Presented here are the quartets of Barber and Ives, including a surprise extra: the original finale for the Barber, which he recast several times. I must say I prefer it, and the Escher Quartet give this Andante mosso a welcome breath of life. The first movement has a strident and muscular opening, played here with unity and decisiveness. The hymn tune is particularly beautiful. My only reservation is to wonder whether it’s at times a bit too masterly, a bit too smooth. For context I listened to the fascinating 1938 recording by the Curtis Quartet, for whom the work was written, and it’s really striking in its dark, gritty, foreboding tone and rushing energy, which seems appropriate for those times.
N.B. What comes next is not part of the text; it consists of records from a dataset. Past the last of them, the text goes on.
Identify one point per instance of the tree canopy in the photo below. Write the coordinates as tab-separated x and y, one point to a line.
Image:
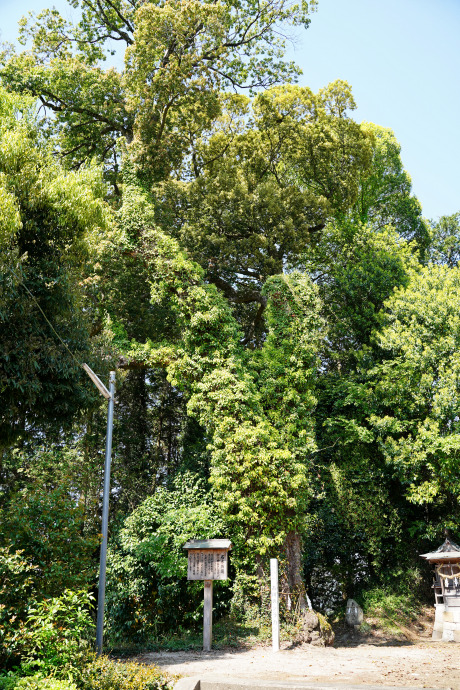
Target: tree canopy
254	265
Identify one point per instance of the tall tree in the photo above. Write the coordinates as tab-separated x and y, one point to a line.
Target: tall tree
179	56
264	185
48	215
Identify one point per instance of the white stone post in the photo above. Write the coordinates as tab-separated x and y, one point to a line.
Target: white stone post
207	616
275	604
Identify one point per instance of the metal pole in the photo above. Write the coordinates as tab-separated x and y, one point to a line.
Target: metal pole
207	616
275	601
105	518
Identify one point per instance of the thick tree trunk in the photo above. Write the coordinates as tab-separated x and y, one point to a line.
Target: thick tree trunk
293	548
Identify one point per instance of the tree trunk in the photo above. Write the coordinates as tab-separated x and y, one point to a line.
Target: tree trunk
293	549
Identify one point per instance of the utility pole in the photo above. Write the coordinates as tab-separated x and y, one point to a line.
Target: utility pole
110	395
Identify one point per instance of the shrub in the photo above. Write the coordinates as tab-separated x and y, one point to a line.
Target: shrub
147	589
105	674
37	682
57	636
16	591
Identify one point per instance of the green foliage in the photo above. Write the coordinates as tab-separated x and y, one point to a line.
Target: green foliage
445	241
57	636
106	674
179	57
392	608
17	590
385	196
44	521
51	218
147	590
36	682
416	386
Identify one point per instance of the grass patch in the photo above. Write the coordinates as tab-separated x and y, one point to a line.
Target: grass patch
227	632
392	612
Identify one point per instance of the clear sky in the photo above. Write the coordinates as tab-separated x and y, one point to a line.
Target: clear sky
402	59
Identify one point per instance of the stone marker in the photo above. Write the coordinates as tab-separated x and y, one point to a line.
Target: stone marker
354	614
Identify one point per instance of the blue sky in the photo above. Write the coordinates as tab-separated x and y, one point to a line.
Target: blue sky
402	59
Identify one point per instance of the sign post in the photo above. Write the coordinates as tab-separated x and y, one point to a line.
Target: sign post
208	561
275	601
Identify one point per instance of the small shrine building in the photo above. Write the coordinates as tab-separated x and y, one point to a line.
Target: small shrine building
446	561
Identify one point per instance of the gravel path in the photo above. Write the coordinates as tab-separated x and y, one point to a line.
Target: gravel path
422	664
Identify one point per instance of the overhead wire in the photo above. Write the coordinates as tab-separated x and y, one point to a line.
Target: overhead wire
80	364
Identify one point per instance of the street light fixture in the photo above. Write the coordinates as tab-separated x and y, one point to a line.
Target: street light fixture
110	395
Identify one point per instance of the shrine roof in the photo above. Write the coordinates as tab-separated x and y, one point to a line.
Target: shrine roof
447	551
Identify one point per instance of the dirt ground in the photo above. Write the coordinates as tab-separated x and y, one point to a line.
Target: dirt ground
420	663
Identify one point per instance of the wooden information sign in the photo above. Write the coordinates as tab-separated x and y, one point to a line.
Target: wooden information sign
208	561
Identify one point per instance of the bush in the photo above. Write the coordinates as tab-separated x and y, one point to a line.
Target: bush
105	674
58	634
147	590
39	683
16	591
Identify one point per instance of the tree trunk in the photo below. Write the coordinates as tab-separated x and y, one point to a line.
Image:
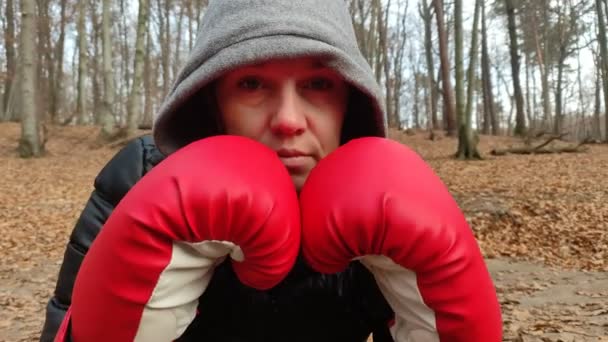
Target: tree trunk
11	66
545	63
597	127
601	20
557	128
448	94
56	89
147	119
467	144
425	13
30	144
520	119
107	113
81	103
135	96
489	122
46	67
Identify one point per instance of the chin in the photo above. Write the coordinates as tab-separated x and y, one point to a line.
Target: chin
298	181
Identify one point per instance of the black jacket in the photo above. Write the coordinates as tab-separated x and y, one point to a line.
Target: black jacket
306	306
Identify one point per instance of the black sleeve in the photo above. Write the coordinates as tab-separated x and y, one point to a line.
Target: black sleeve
373	304
111	184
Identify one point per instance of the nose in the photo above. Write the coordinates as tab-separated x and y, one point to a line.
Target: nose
289	118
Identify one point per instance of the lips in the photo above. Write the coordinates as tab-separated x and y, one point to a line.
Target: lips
295	160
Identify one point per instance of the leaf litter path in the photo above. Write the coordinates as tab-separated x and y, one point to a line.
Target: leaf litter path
541	222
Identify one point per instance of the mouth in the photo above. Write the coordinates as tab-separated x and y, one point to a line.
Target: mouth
295	160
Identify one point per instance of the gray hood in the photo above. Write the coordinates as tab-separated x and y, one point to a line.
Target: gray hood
238	32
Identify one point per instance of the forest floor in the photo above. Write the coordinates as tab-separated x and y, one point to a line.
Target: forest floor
540	220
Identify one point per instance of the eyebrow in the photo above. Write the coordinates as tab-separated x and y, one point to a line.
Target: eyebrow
315	64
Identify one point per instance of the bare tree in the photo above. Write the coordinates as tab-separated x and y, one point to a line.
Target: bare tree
520	119
449	116
11	66
135	96
602	16
467	146
490	121
107	113
57	86
427	17
30	144
81	102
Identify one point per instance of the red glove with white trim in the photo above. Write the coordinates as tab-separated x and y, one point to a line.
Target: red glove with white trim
375	200
145	271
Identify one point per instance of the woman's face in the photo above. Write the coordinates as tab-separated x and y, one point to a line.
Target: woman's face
294	106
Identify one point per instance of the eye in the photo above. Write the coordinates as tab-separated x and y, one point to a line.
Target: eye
320	83
250	83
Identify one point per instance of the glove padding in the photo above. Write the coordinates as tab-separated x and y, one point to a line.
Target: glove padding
375	200
155	256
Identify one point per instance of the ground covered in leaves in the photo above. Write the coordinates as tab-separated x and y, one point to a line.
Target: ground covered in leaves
541	221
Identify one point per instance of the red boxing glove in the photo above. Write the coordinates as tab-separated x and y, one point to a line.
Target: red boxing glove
143	276
375	200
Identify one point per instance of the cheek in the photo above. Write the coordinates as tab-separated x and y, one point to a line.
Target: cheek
329	129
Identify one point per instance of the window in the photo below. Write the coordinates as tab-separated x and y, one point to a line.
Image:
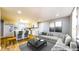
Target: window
52	27
56	26
78	23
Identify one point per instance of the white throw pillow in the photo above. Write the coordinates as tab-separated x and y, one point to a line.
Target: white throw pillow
67	40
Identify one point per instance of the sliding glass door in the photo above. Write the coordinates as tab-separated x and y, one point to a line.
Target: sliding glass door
78	22
56	26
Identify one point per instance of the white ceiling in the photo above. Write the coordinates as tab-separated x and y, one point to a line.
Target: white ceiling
37	13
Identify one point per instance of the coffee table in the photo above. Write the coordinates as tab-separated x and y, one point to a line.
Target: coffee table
36	45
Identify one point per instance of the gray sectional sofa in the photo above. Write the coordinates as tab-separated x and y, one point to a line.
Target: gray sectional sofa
63	41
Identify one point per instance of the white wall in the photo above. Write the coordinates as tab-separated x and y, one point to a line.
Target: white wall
7	31
43	27
74	23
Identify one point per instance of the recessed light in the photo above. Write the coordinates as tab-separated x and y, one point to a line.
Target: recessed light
19	12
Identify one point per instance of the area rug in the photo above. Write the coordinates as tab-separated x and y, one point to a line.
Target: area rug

This slow movement later became the famous Adagio for Strings. Barber knew it was something special when he completed it, writing to the cellist of the Curtis Quartet: ‘It is a knockout!’ Premiered live on a nationwide broadcast conducted by Toscanini in 1938, it has since been used for countless solemn events, perhaps most famously providing the sonic backdrop to Oliver Stone’s Vietnam War epic Platoon. As much as we might miss the hushed growl of the massed strings, the Escher achieve something more sophisticated here. They keep it moving, unsentimental, and spin a thin, rarefied texture. The effect they create is intensely stark because the pressure of each line rests on the individual players, like lone voices crying out in the darkness.
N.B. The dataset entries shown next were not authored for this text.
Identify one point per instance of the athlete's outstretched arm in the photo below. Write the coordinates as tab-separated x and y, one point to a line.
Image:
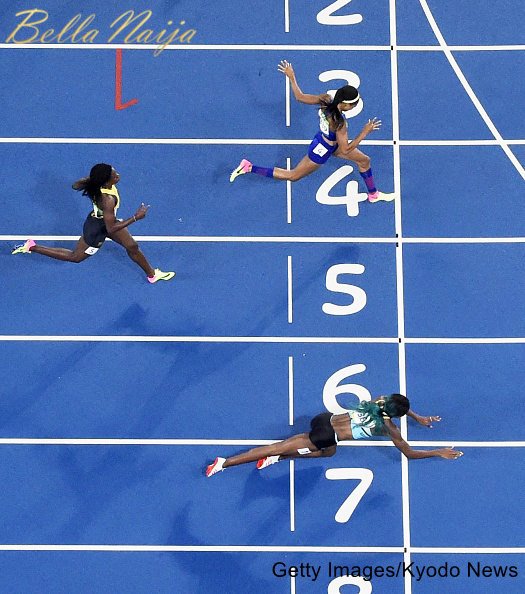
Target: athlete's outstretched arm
427	421
393	432
286	68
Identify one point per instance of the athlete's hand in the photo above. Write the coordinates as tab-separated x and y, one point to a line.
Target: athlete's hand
286	68
449	453
371	125
141	211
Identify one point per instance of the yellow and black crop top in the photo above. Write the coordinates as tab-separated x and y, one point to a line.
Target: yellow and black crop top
97	212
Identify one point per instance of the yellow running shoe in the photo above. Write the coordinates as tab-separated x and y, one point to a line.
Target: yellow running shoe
159	275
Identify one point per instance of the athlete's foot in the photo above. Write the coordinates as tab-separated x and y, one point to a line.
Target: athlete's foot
244	167
159	275
24	248
268	461
215	467
377	196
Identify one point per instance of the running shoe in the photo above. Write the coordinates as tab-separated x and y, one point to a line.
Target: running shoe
24	248
159	275
243	167
377	196
215	467
268	461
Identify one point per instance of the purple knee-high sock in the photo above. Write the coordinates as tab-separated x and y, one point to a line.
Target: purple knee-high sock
369	181
265	171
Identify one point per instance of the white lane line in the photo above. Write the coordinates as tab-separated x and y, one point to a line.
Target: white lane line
290	392
290	290
470	92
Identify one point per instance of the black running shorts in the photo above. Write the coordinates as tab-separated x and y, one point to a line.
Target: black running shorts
322	434
94	231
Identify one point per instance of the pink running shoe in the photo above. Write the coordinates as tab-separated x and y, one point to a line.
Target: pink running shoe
268	461
377	196
24	248
215	467
243	167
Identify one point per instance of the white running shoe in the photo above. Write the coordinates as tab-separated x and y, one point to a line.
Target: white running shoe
268	461
215	467
377	196
243	167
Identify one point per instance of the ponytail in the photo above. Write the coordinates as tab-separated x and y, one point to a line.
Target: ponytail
90	186
346	94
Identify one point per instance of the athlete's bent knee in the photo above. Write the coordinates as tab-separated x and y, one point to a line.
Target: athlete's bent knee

In the first of Ives’s quartets the Escher find an impressively mammoth chorale sound for some of the American hymn tunes that Ives jaggedly juxtaposes with atonality. He described the Second Quartet as ‘one of the best things I have’. His strategy was to plot an argument between the players, rather than Goethe’s usual four ‘rational people’ having a ‘discussion’. The string tone is so lush that at times I feel a bit more bite would have provided a refreshing edge. Ives once acerbically wrote that he started this quartet as a reaction to attending ‘one of those nice Kneisel concerts’, a quartet whose playing he found too ‘beautiful’ and ‘trite’: he wanted to push players to the edge of (and beyond) what was comfortable. At various points, the Escher courageously plunge straight over this precipice, no less than in the finale, which they attack with real grit and commitment.